Kathleen Healde is worried about the burden the federal debt will put on her grandchildren.
"I have a 2 year-old granddaughter and an 11 year-old grandson," said Healde, "and I feel the money is being spent terribly. Terribly. And I think they’re going to pay for it and its an unfair burden."
There were more than 300 Tea Parties on Tax Day all across America - 13 of them in Illinois. At all of them, people are saying they're fed up with massive government spending, complaining that the federal government has grown into exactly what George Washington and the founders fought to defeat over 230 years ago.

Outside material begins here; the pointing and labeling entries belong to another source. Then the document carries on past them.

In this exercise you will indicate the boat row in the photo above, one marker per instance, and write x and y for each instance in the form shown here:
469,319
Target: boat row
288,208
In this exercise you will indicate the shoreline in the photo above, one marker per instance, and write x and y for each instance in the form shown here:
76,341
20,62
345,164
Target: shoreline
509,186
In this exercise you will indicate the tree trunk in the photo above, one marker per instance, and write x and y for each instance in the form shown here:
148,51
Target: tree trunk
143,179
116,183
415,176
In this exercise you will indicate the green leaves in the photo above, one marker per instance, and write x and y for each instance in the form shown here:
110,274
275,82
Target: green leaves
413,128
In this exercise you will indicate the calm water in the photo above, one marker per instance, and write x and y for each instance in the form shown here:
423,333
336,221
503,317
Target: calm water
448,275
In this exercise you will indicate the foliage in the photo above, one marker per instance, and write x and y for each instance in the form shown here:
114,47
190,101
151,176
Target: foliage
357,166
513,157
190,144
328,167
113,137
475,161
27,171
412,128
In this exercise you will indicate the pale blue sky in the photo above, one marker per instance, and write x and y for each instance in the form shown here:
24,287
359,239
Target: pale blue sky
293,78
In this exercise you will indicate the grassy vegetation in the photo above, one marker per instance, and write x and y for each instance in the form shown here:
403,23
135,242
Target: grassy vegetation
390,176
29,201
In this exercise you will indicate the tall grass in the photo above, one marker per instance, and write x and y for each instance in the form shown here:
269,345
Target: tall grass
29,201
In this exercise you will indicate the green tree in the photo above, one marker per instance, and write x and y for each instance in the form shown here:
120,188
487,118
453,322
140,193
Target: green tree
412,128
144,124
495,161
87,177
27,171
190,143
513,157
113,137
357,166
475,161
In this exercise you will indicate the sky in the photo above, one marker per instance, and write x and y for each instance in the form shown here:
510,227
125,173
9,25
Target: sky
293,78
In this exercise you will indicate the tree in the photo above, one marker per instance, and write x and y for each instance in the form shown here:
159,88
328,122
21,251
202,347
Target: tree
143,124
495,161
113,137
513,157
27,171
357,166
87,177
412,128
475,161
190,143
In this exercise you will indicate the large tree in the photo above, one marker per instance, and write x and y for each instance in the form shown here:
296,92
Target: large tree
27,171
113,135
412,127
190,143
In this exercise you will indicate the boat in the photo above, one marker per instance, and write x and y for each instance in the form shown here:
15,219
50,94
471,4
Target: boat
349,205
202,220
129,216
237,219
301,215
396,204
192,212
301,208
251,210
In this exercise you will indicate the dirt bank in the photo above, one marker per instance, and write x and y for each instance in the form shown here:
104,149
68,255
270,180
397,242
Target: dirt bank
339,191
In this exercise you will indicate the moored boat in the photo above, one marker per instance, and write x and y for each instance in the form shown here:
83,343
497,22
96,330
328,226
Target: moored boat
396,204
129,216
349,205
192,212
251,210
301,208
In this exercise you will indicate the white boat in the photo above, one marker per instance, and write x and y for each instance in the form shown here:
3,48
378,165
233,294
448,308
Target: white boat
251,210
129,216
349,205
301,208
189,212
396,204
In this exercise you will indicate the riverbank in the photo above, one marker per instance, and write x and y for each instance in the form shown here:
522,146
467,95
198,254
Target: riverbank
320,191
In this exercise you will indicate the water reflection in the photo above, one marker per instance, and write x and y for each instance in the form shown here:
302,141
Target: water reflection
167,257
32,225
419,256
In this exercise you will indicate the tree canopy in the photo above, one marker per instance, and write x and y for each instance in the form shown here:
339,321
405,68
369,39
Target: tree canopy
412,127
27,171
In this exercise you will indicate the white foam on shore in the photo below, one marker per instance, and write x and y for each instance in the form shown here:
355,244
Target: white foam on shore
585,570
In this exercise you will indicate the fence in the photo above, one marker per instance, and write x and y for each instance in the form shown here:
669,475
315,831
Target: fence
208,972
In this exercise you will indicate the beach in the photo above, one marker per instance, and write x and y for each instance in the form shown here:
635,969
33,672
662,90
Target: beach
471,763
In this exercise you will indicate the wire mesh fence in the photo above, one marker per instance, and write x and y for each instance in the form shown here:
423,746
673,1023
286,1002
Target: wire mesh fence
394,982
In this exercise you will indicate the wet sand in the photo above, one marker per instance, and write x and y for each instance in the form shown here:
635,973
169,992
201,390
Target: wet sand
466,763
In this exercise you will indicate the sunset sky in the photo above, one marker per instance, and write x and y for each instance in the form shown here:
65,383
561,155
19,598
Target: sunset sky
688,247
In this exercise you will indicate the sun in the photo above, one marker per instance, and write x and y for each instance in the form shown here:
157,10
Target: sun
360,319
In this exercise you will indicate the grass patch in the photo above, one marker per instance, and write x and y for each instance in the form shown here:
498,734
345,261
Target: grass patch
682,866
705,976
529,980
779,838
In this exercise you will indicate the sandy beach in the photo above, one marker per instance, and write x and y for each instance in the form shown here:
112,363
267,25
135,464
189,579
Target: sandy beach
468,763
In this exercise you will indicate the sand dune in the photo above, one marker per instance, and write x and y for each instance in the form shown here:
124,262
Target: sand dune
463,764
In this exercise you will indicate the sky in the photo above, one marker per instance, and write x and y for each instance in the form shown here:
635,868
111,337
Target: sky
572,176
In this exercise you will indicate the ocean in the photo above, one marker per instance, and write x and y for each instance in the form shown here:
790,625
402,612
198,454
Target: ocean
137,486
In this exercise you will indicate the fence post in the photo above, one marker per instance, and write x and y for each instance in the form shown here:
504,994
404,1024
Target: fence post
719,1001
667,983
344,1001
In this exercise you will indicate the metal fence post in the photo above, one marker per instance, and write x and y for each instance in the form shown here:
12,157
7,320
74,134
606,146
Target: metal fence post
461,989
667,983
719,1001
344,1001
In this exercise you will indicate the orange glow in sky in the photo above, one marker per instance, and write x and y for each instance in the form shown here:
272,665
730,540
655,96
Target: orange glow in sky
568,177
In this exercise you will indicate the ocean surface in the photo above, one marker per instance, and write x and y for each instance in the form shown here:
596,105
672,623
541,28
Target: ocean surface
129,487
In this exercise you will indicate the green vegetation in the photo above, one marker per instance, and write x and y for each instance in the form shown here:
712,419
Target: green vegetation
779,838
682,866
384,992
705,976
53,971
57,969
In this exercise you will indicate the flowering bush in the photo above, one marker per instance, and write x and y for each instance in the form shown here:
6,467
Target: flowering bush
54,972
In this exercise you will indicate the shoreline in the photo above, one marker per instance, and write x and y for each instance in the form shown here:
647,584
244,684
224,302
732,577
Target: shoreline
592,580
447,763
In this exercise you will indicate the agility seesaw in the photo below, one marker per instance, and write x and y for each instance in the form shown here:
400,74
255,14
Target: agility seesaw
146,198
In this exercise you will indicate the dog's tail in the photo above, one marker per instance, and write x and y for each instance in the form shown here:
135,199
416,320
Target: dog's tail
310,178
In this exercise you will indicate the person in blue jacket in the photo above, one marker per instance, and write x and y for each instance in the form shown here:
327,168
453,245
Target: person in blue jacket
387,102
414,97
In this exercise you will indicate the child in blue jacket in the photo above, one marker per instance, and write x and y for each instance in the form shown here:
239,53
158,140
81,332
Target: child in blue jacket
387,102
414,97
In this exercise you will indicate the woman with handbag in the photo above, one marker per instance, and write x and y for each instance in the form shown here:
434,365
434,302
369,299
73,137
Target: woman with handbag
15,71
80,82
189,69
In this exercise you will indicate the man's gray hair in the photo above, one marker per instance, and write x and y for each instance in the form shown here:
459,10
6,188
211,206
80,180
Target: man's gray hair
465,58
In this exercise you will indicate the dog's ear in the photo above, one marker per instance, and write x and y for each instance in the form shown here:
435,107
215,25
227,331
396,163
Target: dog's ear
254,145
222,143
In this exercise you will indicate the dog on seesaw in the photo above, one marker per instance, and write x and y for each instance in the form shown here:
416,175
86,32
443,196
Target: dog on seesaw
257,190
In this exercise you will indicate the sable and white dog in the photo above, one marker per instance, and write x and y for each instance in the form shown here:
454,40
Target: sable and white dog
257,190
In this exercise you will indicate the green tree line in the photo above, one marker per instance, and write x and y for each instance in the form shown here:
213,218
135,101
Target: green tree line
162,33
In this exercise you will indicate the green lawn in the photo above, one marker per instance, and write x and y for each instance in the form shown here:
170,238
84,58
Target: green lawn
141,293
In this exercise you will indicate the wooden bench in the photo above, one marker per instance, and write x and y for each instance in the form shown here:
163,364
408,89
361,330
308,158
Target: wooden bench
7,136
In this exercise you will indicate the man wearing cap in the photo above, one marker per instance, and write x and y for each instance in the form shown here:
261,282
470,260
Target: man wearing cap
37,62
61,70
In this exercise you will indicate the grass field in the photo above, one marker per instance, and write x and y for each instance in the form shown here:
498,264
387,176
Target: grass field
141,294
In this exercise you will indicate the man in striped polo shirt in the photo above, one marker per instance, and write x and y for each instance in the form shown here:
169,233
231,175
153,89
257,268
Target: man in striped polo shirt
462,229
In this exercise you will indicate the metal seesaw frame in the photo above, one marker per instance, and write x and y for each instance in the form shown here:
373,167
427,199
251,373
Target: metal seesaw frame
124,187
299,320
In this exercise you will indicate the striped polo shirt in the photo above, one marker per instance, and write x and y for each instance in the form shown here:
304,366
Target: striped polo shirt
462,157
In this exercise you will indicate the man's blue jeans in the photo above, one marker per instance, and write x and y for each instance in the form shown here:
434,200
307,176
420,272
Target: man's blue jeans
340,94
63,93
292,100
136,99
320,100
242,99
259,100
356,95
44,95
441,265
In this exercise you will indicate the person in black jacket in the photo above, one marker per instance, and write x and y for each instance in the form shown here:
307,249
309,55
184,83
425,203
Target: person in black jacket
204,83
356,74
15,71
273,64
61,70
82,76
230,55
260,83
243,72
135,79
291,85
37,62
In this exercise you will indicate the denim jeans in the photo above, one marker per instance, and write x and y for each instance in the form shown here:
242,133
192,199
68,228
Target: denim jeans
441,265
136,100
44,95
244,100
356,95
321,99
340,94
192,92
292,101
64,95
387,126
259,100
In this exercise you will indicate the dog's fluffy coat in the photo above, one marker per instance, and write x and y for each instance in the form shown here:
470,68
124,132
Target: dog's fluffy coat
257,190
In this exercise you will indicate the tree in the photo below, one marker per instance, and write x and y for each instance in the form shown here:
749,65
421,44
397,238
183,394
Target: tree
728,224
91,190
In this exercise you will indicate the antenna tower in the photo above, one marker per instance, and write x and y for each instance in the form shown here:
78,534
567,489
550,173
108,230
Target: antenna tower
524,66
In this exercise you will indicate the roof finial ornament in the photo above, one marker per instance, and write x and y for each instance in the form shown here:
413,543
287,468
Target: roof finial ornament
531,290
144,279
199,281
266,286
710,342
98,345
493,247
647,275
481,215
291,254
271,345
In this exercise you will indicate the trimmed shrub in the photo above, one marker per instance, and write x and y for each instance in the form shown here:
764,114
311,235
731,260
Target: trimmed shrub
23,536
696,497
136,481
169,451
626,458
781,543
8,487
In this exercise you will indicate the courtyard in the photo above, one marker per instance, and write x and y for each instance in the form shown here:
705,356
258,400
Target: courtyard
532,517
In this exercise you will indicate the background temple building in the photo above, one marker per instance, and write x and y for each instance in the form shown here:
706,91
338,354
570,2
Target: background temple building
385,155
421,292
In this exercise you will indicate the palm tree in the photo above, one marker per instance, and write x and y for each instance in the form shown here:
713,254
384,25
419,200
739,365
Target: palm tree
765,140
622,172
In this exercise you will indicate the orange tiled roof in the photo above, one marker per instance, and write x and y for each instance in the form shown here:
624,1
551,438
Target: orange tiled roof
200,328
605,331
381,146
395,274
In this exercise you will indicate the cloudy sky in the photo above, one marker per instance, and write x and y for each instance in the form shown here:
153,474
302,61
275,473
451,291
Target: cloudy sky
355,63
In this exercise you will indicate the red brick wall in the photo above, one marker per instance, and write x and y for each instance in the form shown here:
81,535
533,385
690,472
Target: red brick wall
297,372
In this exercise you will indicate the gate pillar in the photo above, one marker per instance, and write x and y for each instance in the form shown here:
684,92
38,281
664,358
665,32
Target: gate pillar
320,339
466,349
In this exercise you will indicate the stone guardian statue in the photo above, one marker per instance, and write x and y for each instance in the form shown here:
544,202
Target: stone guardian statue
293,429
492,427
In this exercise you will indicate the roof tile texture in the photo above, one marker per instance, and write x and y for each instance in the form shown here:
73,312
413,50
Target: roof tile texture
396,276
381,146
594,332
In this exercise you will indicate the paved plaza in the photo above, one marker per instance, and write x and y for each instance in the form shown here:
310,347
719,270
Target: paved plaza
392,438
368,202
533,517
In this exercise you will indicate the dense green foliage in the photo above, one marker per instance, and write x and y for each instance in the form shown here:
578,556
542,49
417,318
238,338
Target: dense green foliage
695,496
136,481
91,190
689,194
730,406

"The Constitution is almost being disregarded in today’s world," said Greg Albrecht. "A lot of people argue that its old and outdated, but its worked for over 200 years."
Christina Arndt is especially passionate about today's event.
"Two of my ancestors, Daniel Carroll of The Constitution and John Carroll the Declaration of Independence, risked their lives. It says in our Constitution that we have a right, when the government is against us, that we can form our own and that’s what we’re doing."
"We’re fed up," said a man named Scott, who declined to provide his last name. "And if they don’t adhere to The Constitution they’ll be out of a job in two or four years."
That's because those gathered Wednesday at the courthouse believe America belongs to "We the People".